About

Tokyo Real Estate, Relocation, and Cross-Border Investing in Japan
Independent research and analysis from Nihonbashi, Tokyo.
Written by a Korean investor and researcher who has lived in Japan since 2018.
Public profiles
You can also reach me via the Contact page.
Nihonbashi — Starting from This Point
I am Joseph, and I run this blog under the name GSF (Good Samaritan Flourishing).
In the heart of Tokyo stands Nihonbashi, home to Japan’s Road Origin Marker (Dōrogenpyō). It is the place from which all roads in Japan begin. I live in Nihonbashi, Tokyo, where I closely observe the changes of the city and the lives of the people around me.
I believe that every meaningful journey begins from a single point. That is why I hope this blog reflects the perspective of someone who pauses for a moment beside that marker and looks carefully at the road ahead.
The words I often repeat to myself are change and progress. I do not fear remaining in one place for a season, but I strive not to return to the same place unchanged.
The Path I’ve Walked
P&C Insurance · ~8 Years
After studying economics in Korea, I spent roughly eight years at a property & casualty insurance company. My first two years focused on commercial real-estate leasing (office space), giving me hands-on experience with property contracts and tenant negotiations. I then moved to a product-planning division, where I spent six years designing insurance products and running statistical analyses. It was a period that sharpened my eye for data-driven risk assessment — a lens I carry into every investment decision today.

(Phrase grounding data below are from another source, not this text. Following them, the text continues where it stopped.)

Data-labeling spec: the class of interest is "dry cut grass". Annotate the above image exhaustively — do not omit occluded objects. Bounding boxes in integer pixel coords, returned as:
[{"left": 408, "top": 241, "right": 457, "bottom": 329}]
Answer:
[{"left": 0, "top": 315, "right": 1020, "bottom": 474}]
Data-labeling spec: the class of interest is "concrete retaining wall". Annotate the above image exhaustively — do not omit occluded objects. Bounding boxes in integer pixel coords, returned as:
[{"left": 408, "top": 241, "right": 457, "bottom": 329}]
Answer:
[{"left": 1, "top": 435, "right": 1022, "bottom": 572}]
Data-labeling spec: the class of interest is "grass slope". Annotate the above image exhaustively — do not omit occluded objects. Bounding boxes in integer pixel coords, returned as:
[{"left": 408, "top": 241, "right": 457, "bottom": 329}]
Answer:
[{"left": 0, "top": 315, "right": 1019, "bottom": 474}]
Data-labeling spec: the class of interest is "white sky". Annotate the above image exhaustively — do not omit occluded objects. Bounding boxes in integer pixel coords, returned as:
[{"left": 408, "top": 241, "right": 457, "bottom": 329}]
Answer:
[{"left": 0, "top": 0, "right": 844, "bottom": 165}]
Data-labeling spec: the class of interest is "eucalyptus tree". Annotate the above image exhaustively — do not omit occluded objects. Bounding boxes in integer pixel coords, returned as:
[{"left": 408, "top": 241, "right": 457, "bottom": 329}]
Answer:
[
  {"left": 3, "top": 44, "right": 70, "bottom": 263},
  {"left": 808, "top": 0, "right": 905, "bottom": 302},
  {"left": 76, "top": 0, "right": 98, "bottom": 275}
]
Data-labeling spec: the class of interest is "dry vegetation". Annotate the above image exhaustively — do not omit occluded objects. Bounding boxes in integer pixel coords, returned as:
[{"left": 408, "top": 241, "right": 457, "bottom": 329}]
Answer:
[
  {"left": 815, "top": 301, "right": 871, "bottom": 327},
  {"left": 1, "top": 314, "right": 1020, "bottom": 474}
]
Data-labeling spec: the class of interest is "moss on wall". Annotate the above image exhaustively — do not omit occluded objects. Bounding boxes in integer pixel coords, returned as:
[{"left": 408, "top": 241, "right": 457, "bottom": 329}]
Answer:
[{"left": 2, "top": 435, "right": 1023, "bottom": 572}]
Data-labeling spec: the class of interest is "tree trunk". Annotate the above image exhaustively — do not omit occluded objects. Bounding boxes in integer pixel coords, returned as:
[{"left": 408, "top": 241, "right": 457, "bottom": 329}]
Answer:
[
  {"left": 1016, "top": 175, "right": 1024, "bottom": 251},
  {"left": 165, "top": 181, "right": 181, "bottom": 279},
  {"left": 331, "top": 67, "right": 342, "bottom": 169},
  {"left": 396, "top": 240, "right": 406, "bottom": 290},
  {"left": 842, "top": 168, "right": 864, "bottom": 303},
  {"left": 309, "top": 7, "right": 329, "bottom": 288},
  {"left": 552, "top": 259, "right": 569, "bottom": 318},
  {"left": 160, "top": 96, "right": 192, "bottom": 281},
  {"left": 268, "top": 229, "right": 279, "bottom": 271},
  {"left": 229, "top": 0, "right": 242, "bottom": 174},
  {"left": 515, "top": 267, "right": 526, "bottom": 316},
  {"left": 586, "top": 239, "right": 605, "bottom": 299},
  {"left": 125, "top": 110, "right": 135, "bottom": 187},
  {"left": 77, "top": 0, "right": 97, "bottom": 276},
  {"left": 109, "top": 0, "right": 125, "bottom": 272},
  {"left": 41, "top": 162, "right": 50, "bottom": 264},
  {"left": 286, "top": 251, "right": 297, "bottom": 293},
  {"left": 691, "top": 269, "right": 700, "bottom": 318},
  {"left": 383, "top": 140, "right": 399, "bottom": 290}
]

Real Estate Investment · Seoul Auction & Incheon Redevelopment
After leaving the corporate world, I began investing in real estate in earnest. I won a multi-family house in Seoul through a court auction, oversaw a full renovation, operated it as a rental property, and eventually sold it at a profit. I also pursued land investments and redevelopment / reconstruction projects in Incheon in parallel. During this period I spent two years in Chiang Mai, Thailand (2016–2018), which gave me an indirect window into the Southeast Asian property market as well.
Living in Japan · Remote Asset Management
I relocated to Japan and lived there for roughly four years, remotely managing and selling my Seoul real-estate holdings during this time.
Korea · Graduate Studies
I returned to Korea and completed a graduate program, graduating in 2024. During this period, I balanced investing with academic study while developing a longer-term perspective on both work and life.
Tokyo Nihonbashi · Return & Rental Residence
I returned to Nihonbashi and resumed life in the neighborhood as a tenant, continuing to write and research while preparing for the next step.
Tokyo Nihonbashi · Condo Purchase & Relocation
In 2026 I purchased a pre-owned condominium (中古マンション) in Nihonbashi, Tokyo and relocated here. The process — from property search, contract negotiation, and mortgage screening to final settlement and registration — gave me a first-hand walkthrough of every stage of a Japanese real-estate transaction. It also gave me a practical basis for comparing the Korean and Japanese property markets at an operational level. I continue to walk the path of an investor and independent researcher, and this blog serves as a record of that ongoing journey.
If you're interested in the purchase process itself — what surprised me, what differed from Korea, and why timing mattered more than price — you may find this essay helpful:
I often return to the phrase “human-centered investing.” Investing is ultimately a matter of numbers, but what fills those numbers, I believe, is the texture of people, places, and time. Living on the stage of Tokyo — seeing it with the eye of a Korean and walking it with the daily rhythm of Japan — has made that texture a little richer for me.
What This Blog Covers
Urban Investment Insights
Possibilities and perspectives on asset growth, centered on Tokyo and Nihonbashi
Korea–Japan Macro Issues
Exchange rates, interest rates, and economic & business currents between the two countries
Tokyo Life
Life in Nihonbashi and central Tokyo, local observations, and reports from the community.
Personal Essays
Notes on experience, failure, and the values I try to live by
I write with an eye toward holding profit and purpose together. Every article on this blog is essentially a research-style report — synthesizing primary sources, data, and comparative analysis. The starting point is my own study and learning process; I believe that if a piece is genuinely useful and trustworthy to me, it will serve others with the same interests just as well.
A Note to Readers: Commitments and Disclaimer
Every piece here is a record of observation by one investor — not investment advice. Figures and links are preserved as they appear in their sources, and statistics, regulations, and tax-related information are, wherever possible, accompanied by at least two primary official references.
The articles on this blog are based, whenever possible, on direct experience and primary-source research. I prioritize Japanese real estate transaction data, public statistics, and corporate disclosures, and I make a conscious effort to distinguish factual information from personal interpretation. Whenever possible, I provide original sources so that readers can verify the information for themselves.
Any investment decision must rest with the reader’s own judgment, and individual circumstances should be verified through qualified professionals and official institutions.
Logged from Nihonbashi, Tokyo — through an investor’s eyes.